Le Ministère de la Culture engage alors la procédure de classement et commande une étude de faisabilité pour la réutilisation du site. Le 9 novembre 1998 est publié l’arrêté de classement de la Tour Lopez. 

La CAF conteste immédiatement l’arrêté de classement. Le 30 juin 1999, le Tribunal Administratif de Paris annule l’arrêté. Mais le 9 mai 2000, a Cour Administrative d’Appel de Paris annule le jugement en premier ressort. La CAF décide donc de saisir le Conseil d’État. 

Face à cette situation de blocage, et dans l’attente de la décision du Conseil d’État, une conciliation est organisée visant à identifier différentes options de transformation du site. 

Le 29 juillet 2002, le Conseil d’État annule l’arrêté de classement au titre des Monuments Historiques aux motifs suivants : « la pose des pare-soleil en aluminium sur les panneaux de façade et la dégradation de ces panneaux ont profondément altéré l’ouvrage originel » ; « les travaux de réhabilitation envisagés auront pour effet d’altérer profondément, voire de faire disparaître, les éléments faisant l’originalité du bâtiment ».  Décision rarissime et contestable. 

La polémique repart en octobre 2002, quand la CAF dépose une nouvelle une demande de permis de démolition. Le Ministère de la culture donne un avis négatif concernant la démolition de la tour Lopez. Une seconde conciliation permet d’aboutir à la vente du terrain par la CAF à deux promoteurs (OGIC associé à BNP Real Estate) sur la base du projet conçu par les architectes Dominique Hertenberger (141 logements seront construits en lieu et place des bâtiments de faible hauteur qui seront détruits) et ARTE Charpentier (pour la restauration de la Tour et de l’immeuble pont qui accueille notamment le restaurant). Les permis de démolition et de construire sont accordés en juin 2004. 

Le plan-masse d’origine © CAF
Le plan-masse de la rénovation © Arte Charpentier

Une transformation de fond en comble de l’immeuble 

Compte tenu de ses dimensions, le bâtiment principal a été classé en 1967 comme un Immeuble de Grande Hauteur (I.G.H.). Pour éviter les contraintes découlant de ce statut, les architectes en charge de la réhabilitation ont très vite proposé de concentrer les locaux techniques au huitième et dernier étage. De plus, les sept étages occupés de l’immeuble rénové sont désormais tous accessibles aux échelles des camions de pompiers.

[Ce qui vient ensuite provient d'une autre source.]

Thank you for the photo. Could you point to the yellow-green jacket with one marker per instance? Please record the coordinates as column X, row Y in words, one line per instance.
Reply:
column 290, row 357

Pour faire perdre à la Tour Lopez son surnom de ‘’tour infernal’’, il était évident qu’il allait falloir remplacer le mur-rideau d’origine composé d’une structure en aluminium et de panneaux de remplissage en polyester stratifié et équiper le bâtiment d’une climatisation.

Par ailleurs, on ne pouvait conserver les planchers d’origine constitués par un tôle métallique de 1,5 mm renforcé par des nervures en tôles pliées et recouvert par une couche d’Isorel et d’une finition en Bulgomme. Dans un tel édifice, les planchers doivent en effet être suffisamment solides et pouvoir servir de coupe-feu.  

Enfin, si la structure métallique d’origine était encore en parfait état, elle allait toutefois devoir être sensiblement renforcée pour supporter le poids des nouvelles façades, des nouveaux planchers et des nouveaux équipements. C’est ce que l’on peut constater sur le schéma ci-contre.

Le renforcement de la structure © Arte Charpentier

Les nouvelles façades 

Le mur-rideau d’origine a été remplacé par une double-peau constitué d’un mur-rideau extérieur suspendu en verre feuilleté extra-clair reprenant la trame en aluminium de 3,30 mètres de largeur. La peau intérieure est constituée quant à elle de menuisière en mélèze reprenant la trame de 1,32 mètre.

Les deux parois sont distantes de 55 centimètres. Le dispositif est ainsi ventilé naturellement, mais il est cloisonné tous les deux étages pour éviter l’effet cheminée.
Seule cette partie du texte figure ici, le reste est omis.